For potential investors, in addition to the climatic requirements, good logistics are critical in order to comply with just-in-time-and-shape delivery required by buyers. Equally important is the availability of inputs such as pesticides, fertilizers, and packaging materials. Market access questions will be determined by the ability to comply with trade standards rather than tariff levels.
Horticulture in Uganda has a short but successful history. Floriculture itself is still a fairly new industry and began in 1993. Most growers in Uganda export to wholesale markets in the Netherlands or the UK.
Air transport is utilized to transport 90 percent of Uganda's horticultural exports. Ugandan horticulture firms typically hire foreign agronomists from the Netherlands, South Africa, or other countries in order to increase the efficiency of farming techniques, especially on out-grower farms.

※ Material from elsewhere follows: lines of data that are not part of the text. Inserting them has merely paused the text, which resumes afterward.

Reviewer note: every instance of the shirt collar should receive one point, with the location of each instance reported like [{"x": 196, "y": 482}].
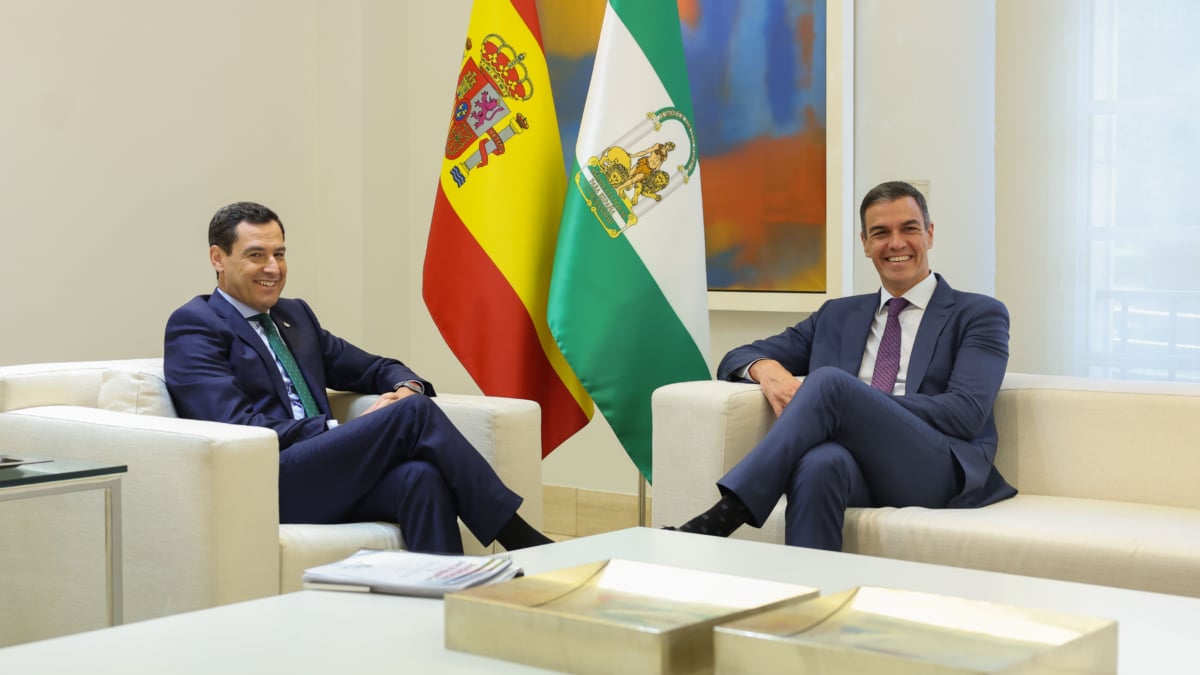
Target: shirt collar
[
  {"x": 246, "y": 310},
  {"x": 918, "y": 296}
]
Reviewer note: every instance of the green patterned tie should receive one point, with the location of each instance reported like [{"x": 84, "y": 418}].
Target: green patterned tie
[{"x": 289, "y": 363}]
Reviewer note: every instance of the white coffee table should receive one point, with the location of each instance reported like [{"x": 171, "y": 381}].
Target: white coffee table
[{"x": 331, "y": 632}]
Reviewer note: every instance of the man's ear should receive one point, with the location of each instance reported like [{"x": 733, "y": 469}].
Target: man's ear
[{"x": 216, "y": 257}]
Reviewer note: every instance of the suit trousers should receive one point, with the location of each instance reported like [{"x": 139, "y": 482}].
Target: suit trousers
[
  {"x": 405, "y": 464},
  {"x": 840, "y": 443}
]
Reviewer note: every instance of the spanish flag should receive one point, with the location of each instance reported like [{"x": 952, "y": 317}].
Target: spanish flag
[{"x": 495, "y": 227}]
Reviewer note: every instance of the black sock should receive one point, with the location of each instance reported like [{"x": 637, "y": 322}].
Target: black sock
[
  {"x": 721, "y": 520},
  {"x": 517, "y": 533}
]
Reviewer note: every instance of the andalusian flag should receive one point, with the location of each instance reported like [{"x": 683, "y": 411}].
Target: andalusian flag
[
  {"x": 496, "y": 219},
  {"x": 628, "y": 302}
]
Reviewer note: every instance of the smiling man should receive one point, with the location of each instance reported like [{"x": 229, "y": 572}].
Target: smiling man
[
  {"x": 245, "y": 356},
  {"x": 895, "y": 407}
]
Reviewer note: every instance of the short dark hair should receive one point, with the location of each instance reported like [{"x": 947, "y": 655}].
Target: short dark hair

Currently, there are over 170 hectares of greenhouses that are producing flowers and about 15 companies producing roses. All roses are grown by large scale commercial farms that have made significant investments.
The horticulture industry is small, but has good potential considering the climate and abundance of water in the country. It currently consists of bananas, passion fruit, pineapple, watermelon, hot peppers, okra, chilli and beans. Opportunities also exist to supply the local population and for tourism. There is a great deal of interest in horticulture from the international donor community.
The cut flower industry is primarily focused on roses with a number of firms growing and exporting chrysanthemums. The three major varieties of roses currently promoted in Uganda include: sweethearts, T-hybrids and floribundas, though 27 varieties are being commercially grown. The horticulture industry is small, but has good potential considering the favourable climate and abundance of water in the country.
Uganda currently grows bananas, passion fruit, pineapple, watermelon, hot peppers, okra, chilli and beans. Opportunities also exist to supply hotels. A recent study shows that Ugandan suppliers of vegetables and tourism operators receive a large amount of their fruits and vegetables locally. This offers a great opportunity for investment in a rapidly growing sector of Uganda's economy.